Robert P. George, a professor at Princeton University, would like to know who those scientists are:
"...the Bush campaign should defy him to name the names. He won't be able to do it. No scientists--even those most pro-Kerry and aggressively in favor of the federal funding of embryo-destructive research--ever told Kerry any such thing.
...No one knows when--or even whether or not--human embryonic stem cells will be therapeutically useful in treating any major disease or injury. There are profound--perhaps insuperable--problems with the therapeutic use of these cells."
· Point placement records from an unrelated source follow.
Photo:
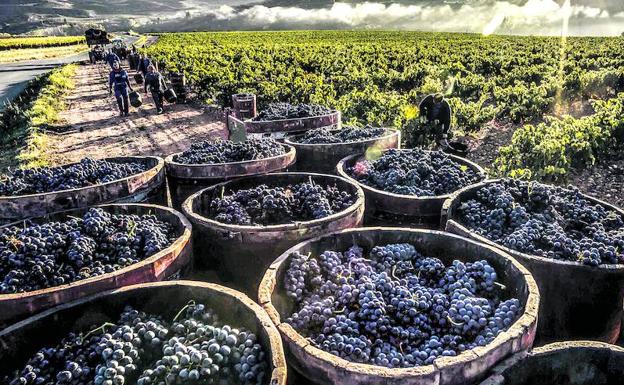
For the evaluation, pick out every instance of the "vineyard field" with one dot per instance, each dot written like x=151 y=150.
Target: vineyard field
x=39 y=42
x=545 y=86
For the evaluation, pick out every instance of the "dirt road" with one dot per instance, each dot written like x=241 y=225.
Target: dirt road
x=98 y=131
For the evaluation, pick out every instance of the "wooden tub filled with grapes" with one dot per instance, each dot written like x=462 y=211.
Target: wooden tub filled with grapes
x=281 y=119
x=572 y=244
x=178 y=332
x=36 y=192
x=65 y=256
x=386 y=306
x=321 y=149
x=241 y=226
x=210 y=162
x=408 y=187
x=563 y=363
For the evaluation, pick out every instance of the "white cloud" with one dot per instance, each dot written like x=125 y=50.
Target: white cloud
x=532 y=17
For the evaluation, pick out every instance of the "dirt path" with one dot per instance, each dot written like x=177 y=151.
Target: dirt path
x=98 y=131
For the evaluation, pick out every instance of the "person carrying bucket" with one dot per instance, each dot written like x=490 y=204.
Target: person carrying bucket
x=144 y=62
x=156 y=84
x=118 y=79
x=435 y=111
x=112 y=58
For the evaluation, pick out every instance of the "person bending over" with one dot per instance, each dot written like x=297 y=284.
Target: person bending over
x=118 y=80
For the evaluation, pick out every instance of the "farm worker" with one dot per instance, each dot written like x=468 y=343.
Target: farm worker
x=156 y=84
x=118 y=79
x=144 y=62
x=112 y=58
x=435 y=110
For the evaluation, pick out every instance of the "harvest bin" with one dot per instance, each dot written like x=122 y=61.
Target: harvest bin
x=167 y=263
x=145 y=186
x=320 y=367
x=239 y=255
x=578 y=301
x=289 y=126
x=324 y=157
x=22 y=340
x=563 y=363
x=244 y=106
x=186 y=179
x=390 y=209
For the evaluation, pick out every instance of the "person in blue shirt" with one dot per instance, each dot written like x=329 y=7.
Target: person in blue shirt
x=144 y=63
x=119 y=81
x=112 y=58
x=156 y=84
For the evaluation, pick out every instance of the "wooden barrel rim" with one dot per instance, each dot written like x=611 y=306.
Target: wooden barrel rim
x=388 y=133
x=187 y=208
x=170 y=164
x=177 y=245
x=160 y=164
x=555 y=346
x=291 y=336
x=278 y=374
x=466 y=232
x=341 y=168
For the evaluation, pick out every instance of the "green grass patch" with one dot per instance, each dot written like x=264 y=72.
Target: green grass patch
x=24 y=141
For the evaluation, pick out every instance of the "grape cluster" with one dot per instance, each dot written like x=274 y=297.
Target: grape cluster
x=226 y=151
x=264 y=205
x=87 y=172
x=345 y=135
x=279 y=111
x=144 y=349
x=414 y=172
x=547 y=221
x=39 y=256
x=393 y=306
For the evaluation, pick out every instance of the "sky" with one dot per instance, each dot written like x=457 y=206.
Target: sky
x=527 y=17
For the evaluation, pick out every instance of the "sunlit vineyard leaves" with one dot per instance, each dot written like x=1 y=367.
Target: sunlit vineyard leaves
x=372 y=77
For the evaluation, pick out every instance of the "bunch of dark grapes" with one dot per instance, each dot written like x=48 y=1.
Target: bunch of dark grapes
x=144 y=349
x=39 y=256
x=279 y=111
x=393 y=306
x=226 y=151
x=87 y=172
x=264 y=205
x=345 y=135
x=414 y=172
x=547 y=221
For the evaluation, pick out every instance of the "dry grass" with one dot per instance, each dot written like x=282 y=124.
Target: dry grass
x=15 y=55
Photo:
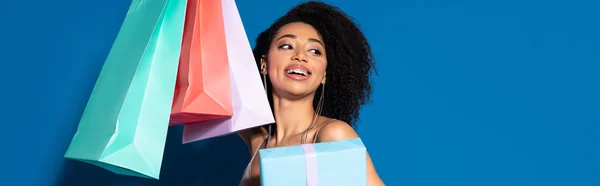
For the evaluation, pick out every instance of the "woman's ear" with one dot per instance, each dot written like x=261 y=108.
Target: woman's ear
x=263 y=65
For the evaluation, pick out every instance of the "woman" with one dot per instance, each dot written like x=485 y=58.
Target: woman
x=316 y=66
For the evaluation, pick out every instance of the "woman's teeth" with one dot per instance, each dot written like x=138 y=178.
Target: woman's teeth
x=297 y=71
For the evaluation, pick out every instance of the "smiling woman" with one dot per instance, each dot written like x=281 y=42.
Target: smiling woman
x=312 y=47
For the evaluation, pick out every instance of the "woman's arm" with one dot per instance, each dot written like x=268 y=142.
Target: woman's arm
x=339 y=130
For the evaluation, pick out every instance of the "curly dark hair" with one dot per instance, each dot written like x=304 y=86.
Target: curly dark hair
x=349 y=58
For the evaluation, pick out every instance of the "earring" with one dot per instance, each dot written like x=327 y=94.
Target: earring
x=265 y=81
x=317 y=114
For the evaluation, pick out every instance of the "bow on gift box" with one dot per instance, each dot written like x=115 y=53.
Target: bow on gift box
x=311 y=165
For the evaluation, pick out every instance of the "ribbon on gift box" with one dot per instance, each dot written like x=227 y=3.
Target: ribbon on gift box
x=311 y=165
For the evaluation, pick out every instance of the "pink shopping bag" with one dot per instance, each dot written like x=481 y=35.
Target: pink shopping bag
x=250 y=104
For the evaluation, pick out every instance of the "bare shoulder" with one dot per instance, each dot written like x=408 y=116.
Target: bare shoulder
x=336 y=130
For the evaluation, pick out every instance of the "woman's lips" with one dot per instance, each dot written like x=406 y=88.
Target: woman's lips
x=297 y=72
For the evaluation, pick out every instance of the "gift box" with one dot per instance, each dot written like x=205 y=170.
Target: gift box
x=327 y=164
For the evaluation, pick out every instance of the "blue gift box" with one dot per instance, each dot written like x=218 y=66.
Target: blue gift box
x=335 y=163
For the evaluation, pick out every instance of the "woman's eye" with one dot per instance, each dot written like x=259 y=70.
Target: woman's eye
x=315 y=51
x=285 y=46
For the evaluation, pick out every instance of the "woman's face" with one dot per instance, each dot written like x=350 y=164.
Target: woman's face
x=296 y=61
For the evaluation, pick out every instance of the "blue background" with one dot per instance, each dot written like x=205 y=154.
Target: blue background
x=470 y=93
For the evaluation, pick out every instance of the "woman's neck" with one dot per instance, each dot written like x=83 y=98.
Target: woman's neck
x=292 y=116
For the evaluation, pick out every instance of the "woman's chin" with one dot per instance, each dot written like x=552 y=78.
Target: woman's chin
x=295 y=92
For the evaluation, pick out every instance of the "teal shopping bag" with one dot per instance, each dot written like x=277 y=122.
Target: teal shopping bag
x=124 y=125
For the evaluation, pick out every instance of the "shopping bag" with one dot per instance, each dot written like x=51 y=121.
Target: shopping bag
x=250 y=104
x=203 y=90
x=124 y=125
x=341 y=162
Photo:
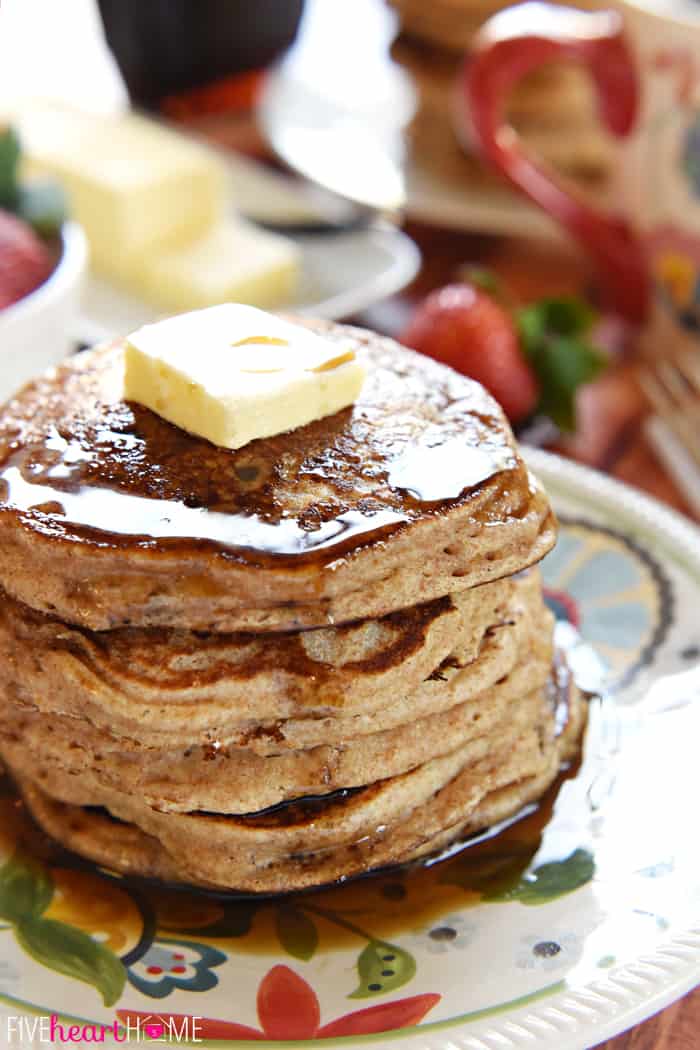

Professor George recalls the question that Elizabeth Long asked Kerry in the St. Louis Town Hall debate:
"Thousands of people have already been cured or treated by the use of adult stem cells or umbilical-cord cells. However, no one has been cured by using embryonic stem cells. Wouldn't it be wise to use stem cells obtained without the destruction of an embryo?"
George says that Kerry answered Ms. Long with a lie, "a lie that will falsely inflate the hopes of countless people who would dearly love to believe that 'we have the option' of curing them."
Maybe I'm being a little harsh on these guys. Maybe they really don't know what's going on. Maybe they're not that informed about this research. But you'd think a former trial lawyer like John Edwards, who earned millions suing doctors and insurance companies would be better informed, wouldn't you? And Kerry, who has spent weeks preparing for the debates by arming himself with facts about every conceivable issue would have the details too, wouldn't you?
Maybe they forgot.
Update: Syndicated columnist Charles Krauthammer throws his hat in the ring with this piece titled "Anything to Get Elected." My thanks to Townhall.com for the link.

1 comment:
Say it loud enough, long enough and with enough conviction in your voice and some folks will believe anything.....
Or, as a former peer of ours was fond of saying.....
"Say that fast enough and it almost sounds true."
Kerry and Edwards are using despicable tactics, both here and with the VP's daughter.